Our champion lends his voice to the national debate on NCLB. The end of the first paragraph is my favorite quote on this issue ever made by an elected leader!
Schools Need the Arts
Published: April 2, 2006
To the Editor:
Re "Schools Cut Back Subjects to Push Reading and Math" (front page, March 26):
Across the nation, schools are trimming back financing for music and the arts in the name of "efficiency" and "core subjects." This is beyond short-sighted. It's stupid.
In the name of No Child Left Behind, we are going to leave some of our brightest students totally behind by never touching their talents to sing, paint, act, dance or play an instrument. While experts and futurists warn that the future economy will be driven by the "creative class," there are determined efforts to diminish the value of the arts.
Numerous studies affirm that a student schooled in music improves his or her SAT and ACT scores in math, foreign language or creative writing. Creative students are better problem solvers; that is a trait the business world begs for in its work force.
While the No Child Left Behind standards mandate arts as part of the core curriculum (which is an admirable first at the federal level), many school districts see the arts as expendable, extraneous or extracurricular. They are essential.
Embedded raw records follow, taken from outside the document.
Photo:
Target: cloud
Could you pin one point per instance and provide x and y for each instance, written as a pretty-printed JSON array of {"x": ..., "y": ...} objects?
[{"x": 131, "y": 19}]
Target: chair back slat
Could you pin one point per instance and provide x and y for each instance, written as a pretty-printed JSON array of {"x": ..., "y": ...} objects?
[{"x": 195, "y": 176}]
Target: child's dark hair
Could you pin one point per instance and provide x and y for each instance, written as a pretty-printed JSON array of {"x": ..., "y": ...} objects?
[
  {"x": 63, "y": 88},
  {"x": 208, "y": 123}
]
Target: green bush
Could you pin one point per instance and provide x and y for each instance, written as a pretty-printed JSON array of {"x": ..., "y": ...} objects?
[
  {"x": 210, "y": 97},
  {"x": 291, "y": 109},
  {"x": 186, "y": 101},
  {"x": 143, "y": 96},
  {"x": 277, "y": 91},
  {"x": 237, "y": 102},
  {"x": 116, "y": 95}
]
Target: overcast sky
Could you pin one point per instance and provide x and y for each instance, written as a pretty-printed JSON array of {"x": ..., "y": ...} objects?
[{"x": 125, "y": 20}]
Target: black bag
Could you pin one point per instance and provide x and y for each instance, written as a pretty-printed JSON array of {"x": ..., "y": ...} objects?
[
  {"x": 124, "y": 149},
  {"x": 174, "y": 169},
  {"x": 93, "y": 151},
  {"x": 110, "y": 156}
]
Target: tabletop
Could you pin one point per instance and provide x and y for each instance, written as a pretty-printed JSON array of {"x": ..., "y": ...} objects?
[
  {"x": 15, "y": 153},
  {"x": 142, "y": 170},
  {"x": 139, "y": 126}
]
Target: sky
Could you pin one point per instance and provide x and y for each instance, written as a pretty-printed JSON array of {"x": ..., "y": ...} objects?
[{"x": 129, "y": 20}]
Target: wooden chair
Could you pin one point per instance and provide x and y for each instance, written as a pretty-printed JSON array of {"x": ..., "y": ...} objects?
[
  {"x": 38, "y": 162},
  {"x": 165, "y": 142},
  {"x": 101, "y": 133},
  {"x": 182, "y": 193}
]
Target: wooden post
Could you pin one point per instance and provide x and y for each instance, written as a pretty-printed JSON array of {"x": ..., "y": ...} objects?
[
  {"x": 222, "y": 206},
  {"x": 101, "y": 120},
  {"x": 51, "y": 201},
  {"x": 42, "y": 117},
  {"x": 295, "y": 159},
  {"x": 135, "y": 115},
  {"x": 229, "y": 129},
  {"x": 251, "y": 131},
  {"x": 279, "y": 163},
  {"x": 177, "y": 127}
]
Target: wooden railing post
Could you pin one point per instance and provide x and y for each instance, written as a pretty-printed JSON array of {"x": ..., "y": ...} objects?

Nine out of 10 parents surveyed opposed cuts to the arts in our schools, yet many policy makers seem tone-deaf to this critical part of educating our children. In my state, we by law now insist that every child receive music and art instruction by a certified teacher. It's time that America force the issue and finance it fully. No child should be left behind!
Little Rock, Ark., March 31, 2006
The writer is the governor of Arkansas and chairman of both the Education Commission of the States and the National Governors Association.